If you’re waiting for my usual silver lining, you’re going to be disappointed. While I strongly suspect commercial rates have hit a floor, things aren’t going back to the good old days. As much as we fight the trend, the inevitable result of a supply/demand imbalance in favor of those on the demand side is that those on the supply side have to adapt and innovate. Commercial buyers will continue to move away from high-cost models wherever they can get away with it. Most will not compromise quality to save a buck, but they WILL look for a middle ground. The union, agents, talent managers, and casting directors are under more pressure than ever before because of this. Many of the traditional commercial VO gatekeepers, while touting their remaining high-profile clients and trying to put on a smile in public, are privately worrying about how long they will be able to keep the doors open. In recent months we have seen a slew of castings from very well-respected sources that five years ago would have been rejected out of hand for the rates offered. Multiple cut downs with little or no extra pay. Long cycles or even buyouts. Occasionally exclusivity without reasonable compensation. The writing is on the wall.

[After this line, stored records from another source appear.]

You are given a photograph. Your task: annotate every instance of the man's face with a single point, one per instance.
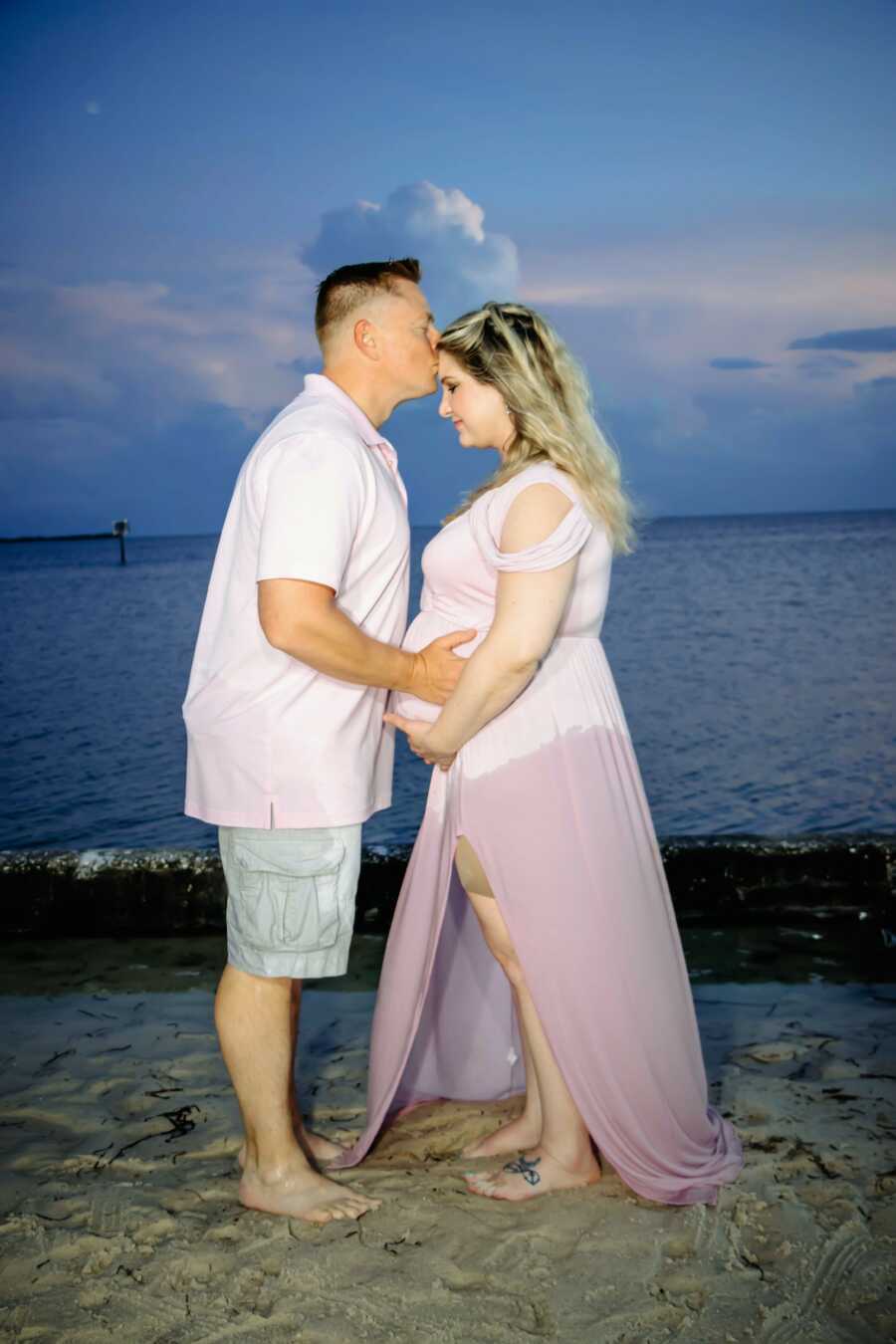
(407, 336)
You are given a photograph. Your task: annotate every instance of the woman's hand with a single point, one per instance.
(421, 741)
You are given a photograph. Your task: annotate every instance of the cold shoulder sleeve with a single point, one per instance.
(567, 540)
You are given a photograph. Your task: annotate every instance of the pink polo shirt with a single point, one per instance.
(270, 742)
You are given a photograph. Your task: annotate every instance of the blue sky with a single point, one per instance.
(700, 196)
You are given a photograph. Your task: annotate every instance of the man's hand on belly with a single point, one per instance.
(435, 669)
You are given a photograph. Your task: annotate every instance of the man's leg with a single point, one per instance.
(289, 913)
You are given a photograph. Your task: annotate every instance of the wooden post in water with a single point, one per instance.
(118, 530)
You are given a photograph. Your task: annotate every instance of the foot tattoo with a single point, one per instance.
(524, 1168)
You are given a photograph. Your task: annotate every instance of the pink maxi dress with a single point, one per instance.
(550, 795)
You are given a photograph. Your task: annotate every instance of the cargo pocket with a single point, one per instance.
(289, 894)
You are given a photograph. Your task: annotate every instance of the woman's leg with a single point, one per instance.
(526, 1129)
(561, 1158)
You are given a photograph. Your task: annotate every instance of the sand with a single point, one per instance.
(119, 1217)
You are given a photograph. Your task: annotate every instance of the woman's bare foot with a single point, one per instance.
(316, 1148)
(531, 1175)
(303, 1194)
(523, 1132)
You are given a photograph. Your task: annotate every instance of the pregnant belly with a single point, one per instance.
(422, 630)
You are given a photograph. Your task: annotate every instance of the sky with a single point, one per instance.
(700, 198)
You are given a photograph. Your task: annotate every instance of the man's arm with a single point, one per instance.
(304, 620)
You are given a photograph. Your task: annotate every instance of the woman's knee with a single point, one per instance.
(511, 967)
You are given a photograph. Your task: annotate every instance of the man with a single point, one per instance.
(288, 753)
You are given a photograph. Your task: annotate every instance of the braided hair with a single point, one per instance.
(516, 351)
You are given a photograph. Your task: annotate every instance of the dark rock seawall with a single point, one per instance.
(726, 879)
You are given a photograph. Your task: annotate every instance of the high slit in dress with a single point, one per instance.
(550, 797)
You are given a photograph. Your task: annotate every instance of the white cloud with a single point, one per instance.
(462, 264)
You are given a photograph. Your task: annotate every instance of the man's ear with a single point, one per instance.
(365, 338)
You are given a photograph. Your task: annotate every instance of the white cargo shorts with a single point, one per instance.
(291, 898)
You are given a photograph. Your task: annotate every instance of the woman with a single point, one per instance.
(535, 920)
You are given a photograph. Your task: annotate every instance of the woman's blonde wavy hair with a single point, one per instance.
(547, 394)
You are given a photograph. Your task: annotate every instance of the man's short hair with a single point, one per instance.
(344, 289)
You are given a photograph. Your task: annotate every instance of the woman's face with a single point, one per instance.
(476, 409)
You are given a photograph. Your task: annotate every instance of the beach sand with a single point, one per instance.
(118, 1191)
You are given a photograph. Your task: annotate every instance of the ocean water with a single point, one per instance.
(755, 659)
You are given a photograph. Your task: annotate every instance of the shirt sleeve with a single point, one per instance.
(314, 506)
(565, 541)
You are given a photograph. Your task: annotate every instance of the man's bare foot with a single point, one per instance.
(303, 1194)
(512, 1137)
(316, 1148)
(534, 1174)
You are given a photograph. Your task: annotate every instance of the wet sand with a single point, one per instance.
(117, 1198)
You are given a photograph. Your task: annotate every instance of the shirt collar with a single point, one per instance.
(320, 386)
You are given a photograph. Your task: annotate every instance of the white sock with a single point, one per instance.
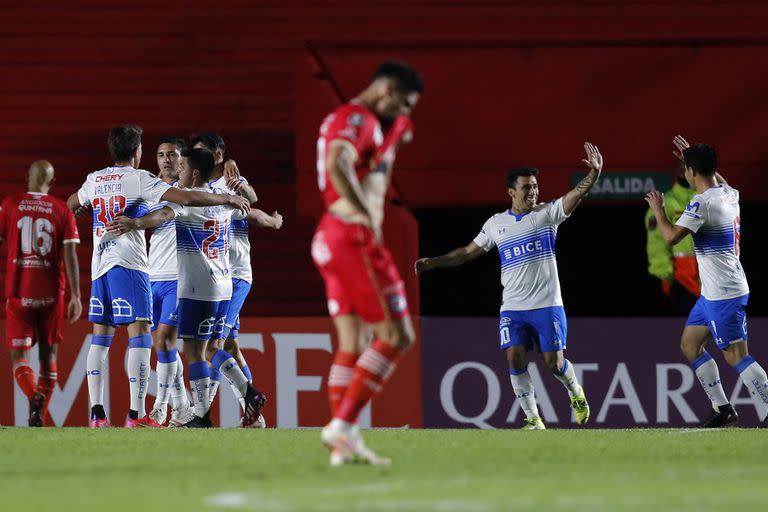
(199, 390)
(568, 377)
(523, 386)
(179, 398)
(95, 365)
(754, 377)
(228, 366)
(138, 378)
(166, 373)
(709, 378)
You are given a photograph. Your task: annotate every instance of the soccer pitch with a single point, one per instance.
(440, 470)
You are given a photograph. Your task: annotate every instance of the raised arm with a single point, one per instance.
(237, 183)
(672, 233)
(454, 258)
(74, 307)
(123, 224)
(199, 198)
(594, 161)
(260, 218)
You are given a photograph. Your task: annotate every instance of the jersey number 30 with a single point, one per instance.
(105, 210)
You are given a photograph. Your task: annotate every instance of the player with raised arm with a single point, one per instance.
(120, 291)
(226, 179)
(163, 277)
(41, 234)
(363, 287)
(532, 312)
(205, 285)
(713, 219)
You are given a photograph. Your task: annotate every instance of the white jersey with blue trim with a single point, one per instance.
(240, 245)
(713, 217)
(526, 245)
(163, 264)
(203, 250)
(115, 191)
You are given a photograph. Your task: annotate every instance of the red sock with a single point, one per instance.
(373, 368)
(340, 377)
(46, 382)
(25, 377)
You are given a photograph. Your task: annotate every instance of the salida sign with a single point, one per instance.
(289, 358)
(631, 369)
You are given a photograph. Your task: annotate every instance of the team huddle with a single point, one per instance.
(192, 282)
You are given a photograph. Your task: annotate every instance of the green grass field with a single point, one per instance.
(433, 470)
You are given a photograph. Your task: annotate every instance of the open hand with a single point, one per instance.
(594, 159)
(421, 265)
(655, 200)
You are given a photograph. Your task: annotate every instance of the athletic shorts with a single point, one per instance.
(726, 319)
(201, 320)
(240, 289)
(119, 297)
(360, 276)
(31, 320)
(545, 327)
(163, 303)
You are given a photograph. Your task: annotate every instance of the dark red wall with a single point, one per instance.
(506, 84)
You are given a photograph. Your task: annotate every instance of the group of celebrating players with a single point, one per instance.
(194, 280)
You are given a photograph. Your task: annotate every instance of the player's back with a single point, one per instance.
(36, 226)
(114, 191)
(240, 244)
(203, 251)
(714, 217)
(163, 263)
(356, 126)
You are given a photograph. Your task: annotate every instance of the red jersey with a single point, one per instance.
(356, 125)
(36, 227)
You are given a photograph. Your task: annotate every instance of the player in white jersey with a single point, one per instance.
(163, 274)
(205, 285)
(120, 292)
(226, 179)
(713, 218)
(532, 310)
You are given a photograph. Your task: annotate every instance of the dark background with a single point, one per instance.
(601, 259)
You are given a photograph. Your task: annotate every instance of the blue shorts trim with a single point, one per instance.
(240, 289)
(545, 327)
(726, 319)
(119, 297)
(201, 320)
(163, 303)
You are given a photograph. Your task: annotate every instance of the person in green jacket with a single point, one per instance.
(674, 266)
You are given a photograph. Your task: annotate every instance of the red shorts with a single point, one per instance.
(360, 276)
(31, 320)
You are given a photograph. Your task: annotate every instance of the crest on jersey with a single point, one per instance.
(355, 119)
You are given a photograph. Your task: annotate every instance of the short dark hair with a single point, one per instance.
(123, 141)
(702, 158)
(520, 171)
(406, 78)
(212, 141)
(176, 141)
(200, 159)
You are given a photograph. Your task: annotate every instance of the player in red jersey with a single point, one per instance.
(41, 232)
(364, 290)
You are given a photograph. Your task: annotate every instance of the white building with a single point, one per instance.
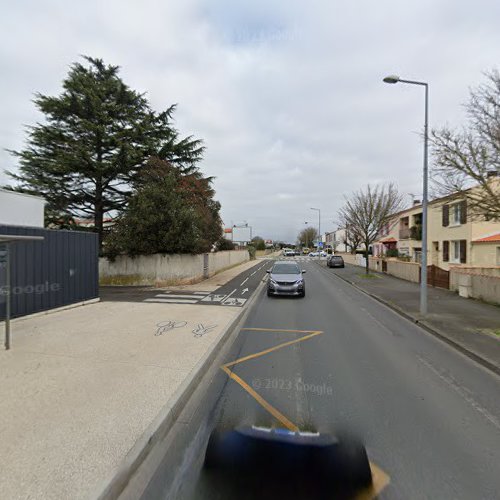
(19, 209)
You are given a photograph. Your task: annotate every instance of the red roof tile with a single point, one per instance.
(488, 239)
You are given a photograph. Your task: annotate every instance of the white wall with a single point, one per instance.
(163, 270)
(18, 209)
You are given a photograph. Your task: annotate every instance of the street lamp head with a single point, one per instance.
(391, 79)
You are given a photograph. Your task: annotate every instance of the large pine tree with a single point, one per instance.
(97, 135)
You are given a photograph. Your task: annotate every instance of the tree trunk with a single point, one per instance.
(99, 213)
(367, 264)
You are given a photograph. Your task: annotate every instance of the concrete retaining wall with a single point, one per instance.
(478, 283)
(169, 269)
(409, 271)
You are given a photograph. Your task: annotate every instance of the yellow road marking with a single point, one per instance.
(380, 481)
(271, 349)
(379, 477)
(277, 330)
(271, 409)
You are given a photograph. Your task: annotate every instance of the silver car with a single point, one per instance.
(286, 278)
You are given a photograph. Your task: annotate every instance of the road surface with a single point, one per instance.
(429, 416)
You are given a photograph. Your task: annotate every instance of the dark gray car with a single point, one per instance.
(335, 261)
(286, 278)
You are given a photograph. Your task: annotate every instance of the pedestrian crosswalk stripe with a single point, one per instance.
(172, 301)
(172, 295)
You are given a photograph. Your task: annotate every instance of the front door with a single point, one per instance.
(435, 253)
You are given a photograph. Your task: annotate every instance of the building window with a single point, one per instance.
(458, 213)
(458, 251)
(455, 214)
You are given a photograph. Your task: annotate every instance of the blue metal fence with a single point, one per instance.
(60, 270)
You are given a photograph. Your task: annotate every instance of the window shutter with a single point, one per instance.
(463, 251)
(463, 212)
(446, 251)
(446, 215)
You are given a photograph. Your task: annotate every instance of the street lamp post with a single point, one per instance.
(319, 226)
(423, 274)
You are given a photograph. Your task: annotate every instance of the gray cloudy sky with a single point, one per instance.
(288, 96)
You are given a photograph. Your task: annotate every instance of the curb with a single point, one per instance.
(113, 487)
(430, 329)
(54, 310)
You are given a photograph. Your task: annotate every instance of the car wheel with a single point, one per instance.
(350, 463)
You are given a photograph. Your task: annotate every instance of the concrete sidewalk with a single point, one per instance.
(470, 325)
(81, 386)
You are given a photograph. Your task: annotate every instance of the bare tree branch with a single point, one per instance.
(467, 162)
(366, 212)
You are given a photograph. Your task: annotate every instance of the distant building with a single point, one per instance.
(454, 237)
(20, 209)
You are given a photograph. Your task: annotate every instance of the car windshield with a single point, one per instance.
(285, 269)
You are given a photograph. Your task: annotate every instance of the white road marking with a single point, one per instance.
(173, 301)
(213, 298)
(173, 295)
(227, 296)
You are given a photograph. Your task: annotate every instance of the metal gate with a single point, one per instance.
(60, 270)
(438, 277)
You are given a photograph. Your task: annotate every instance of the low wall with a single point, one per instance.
(478, 283)
(167, 269)
(409, 271)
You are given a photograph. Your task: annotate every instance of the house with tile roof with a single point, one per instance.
(455, 237)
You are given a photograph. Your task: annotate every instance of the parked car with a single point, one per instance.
(286, 278)
(335, 261)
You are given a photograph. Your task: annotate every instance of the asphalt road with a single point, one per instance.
(429, 417)
(234, 293)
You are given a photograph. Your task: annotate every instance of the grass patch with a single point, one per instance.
(491, 331)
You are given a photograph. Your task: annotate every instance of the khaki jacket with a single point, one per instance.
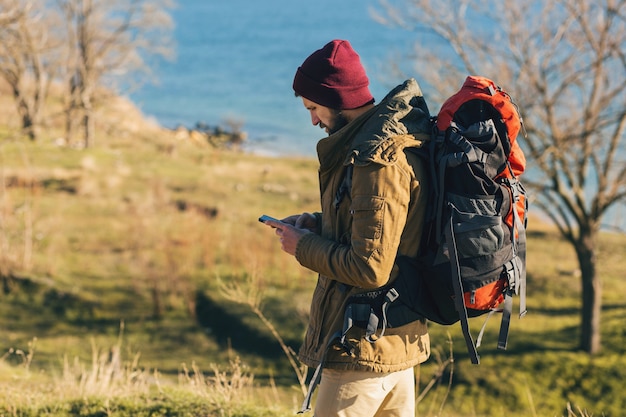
(360, 236)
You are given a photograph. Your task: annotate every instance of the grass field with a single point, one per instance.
(136, 281)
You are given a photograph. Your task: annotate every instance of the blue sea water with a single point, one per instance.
(235, 60)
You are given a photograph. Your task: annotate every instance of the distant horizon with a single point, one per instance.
(240, 66)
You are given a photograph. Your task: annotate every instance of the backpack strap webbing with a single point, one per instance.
(458, 289)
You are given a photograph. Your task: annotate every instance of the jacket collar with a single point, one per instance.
(400, 120)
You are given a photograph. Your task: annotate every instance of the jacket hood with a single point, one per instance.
(400, 120)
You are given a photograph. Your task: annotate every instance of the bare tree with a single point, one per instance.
(27, 57)
(109, 40)
(564, 61)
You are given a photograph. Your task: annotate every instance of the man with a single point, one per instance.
(373, 203)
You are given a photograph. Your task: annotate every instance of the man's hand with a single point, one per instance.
(288, 234)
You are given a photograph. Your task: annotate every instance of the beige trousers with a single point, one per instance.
(366, 394)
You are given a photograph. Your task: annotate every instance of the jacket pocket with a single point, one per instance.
(367, 217)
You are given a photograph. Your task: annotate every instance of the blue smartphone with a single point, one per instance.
(264, 218)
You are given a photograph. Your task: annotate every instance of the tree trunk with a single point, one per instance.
(591, 293)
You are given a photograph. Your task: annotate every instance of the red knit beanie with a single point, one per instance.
(334, 77)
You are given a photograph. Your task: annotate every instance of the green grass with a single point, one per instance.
(145, 231)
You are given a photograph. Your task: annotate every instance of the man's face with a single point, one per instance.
(330, 120)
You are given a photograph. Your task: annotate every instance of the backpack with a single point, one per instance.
(473, 246)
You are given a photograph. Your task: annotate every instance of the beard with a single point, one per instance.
(338, 122)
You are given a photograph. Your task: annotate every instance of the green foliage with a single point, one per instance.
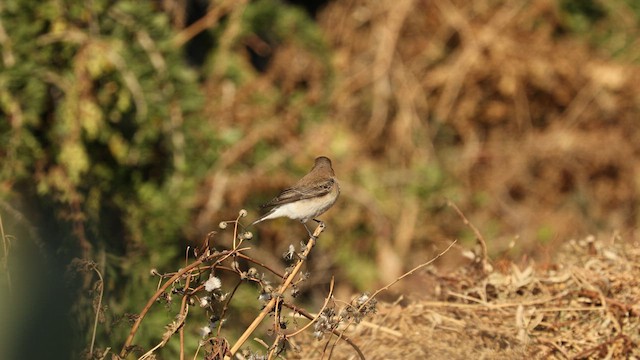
(101, 115)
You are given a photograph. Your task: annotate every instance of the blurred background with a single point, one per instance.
(130, 129)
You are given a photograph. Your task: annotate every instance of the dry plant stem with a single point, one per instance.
(248, 258)
(152, 300)
(313, 320)
(407, 274)
(95, 321)
(274, 346)
(483, 243)
(226, 307)
(5, 257)
(276, 297)
(586, 353)
(335, 332)
(183, 308)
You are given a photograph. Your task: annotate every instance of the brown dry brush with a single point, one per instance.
(199, 284)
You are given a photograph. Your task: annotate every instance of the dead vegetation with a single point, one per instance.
(584, 305)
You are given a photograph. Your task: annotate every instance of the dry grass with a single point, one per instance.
(584, 306)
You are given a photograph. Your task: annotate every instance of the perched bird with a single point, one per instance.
(311, 196)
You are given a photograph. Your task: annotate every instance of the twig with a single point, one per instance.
(224, 255)
(483, 244)
(335, 332)
(585, 354)
(95, 321)
(183, 307)
(5, 258)
(326, 302)
(276, 297)
(410, 272)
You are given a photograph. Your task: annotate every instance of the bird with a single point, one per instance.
(307, 199)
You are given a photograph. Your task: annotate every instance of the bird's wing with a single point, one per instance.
(296, 193)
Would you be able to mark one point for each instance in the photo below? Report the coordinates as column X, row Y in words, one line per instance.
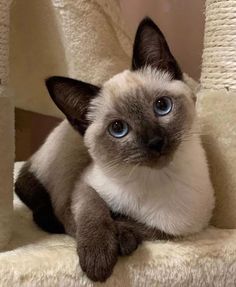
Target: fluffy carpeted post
column 217, row 106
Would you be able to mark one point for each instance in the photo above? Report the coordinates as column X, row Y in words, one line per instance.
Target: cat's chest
column 154, row 199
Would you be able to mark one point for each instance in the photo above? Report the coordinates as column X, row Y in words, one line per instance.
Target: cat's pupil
column 118, row 126
column 162, row 105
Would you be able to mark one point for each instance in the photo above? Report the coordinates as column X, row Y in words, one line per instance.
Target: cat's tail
column 32, row 192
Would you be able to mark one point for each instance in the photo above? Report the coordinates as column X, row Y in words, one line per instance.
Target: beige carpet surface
column 35, row 258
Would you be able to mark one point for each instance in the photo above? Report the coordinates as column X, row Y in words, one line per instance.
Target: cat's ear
column 151, row 49
column 72, row 97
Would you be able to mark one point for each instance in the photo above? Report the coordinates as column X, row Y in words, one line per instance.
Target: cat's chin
column 158, row 163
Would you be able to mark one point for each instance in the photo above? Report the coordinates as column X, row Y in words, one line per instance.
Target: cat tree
column 34, row 258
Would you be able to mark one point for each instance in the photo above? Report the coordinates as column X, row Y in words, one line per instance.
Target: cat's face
column 138, row 117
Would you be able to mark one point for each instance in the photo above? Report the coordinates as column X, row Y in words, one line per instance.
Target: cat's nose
column 157, row 143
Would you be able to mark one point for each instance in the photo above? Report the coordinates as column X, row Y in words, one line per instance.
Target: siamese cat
column 126, row 165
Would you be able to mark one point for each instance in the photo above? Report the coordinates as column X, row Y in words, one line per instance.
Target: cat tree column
column 217, row 105
column 6, row 130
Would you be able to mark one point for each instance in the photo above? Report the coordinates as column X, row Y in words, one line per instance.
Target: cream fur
column 177, row 199
column 35, row 258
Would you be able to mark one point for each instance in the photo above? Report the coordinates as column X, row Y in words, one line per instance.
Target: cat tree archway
column 37, row 259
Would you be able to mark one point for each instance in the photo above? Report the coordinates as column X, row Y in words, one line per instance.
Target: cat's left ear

Like all market changes, this isn’t the end of the world, but rather perhaps simply the end of A world, or an era. The future of commercial is likely to be less pay but higher volume. New media means that while the audience and budgets are smaller, there is more actual content than ever before. Advertisers are becoming more clever with regard to creating content that doesn’t scare off younger consumers with hard sells. The content itself is becoming edgier, more authentic, and fun to voice.
Moreover, future-forward talent are embracing the industry’s growth sectors, like E-Learning, Corporate and Explainer Narration, Medical Narration, Political Commercial, Animation and Video Games. The non-broadcast genres listed here require highly-competent, focused, and disciplined voice actors, and the demand in these genres far outstrips the supply, which means pay is rising and talent hold the advantage in negotiations. The same applies for Political Commercial VO, while Animation continues to be a high-dollar holy grail of union work, though with more competition. Video Games, despite middling pay, are launching pads for talent brands which can lead to rapid career growth, and they are the cultural touchstones for millions of young consumers, meaning top actors may be able to garner bigger paydays for commercial work in the future if they establish themselves as influencers.
The question is, how will you build your career? It’s easy to complain about market forces reducing what had long been one of the industry’s cash cow glamor genres to a volume-oriented hustle. However, the wiser course is to adapt and thrive in the new normal while maintaining reasonable standards, and pivoting to embrace the sectors of the industry that the next generation of top voiceover earners will arise from.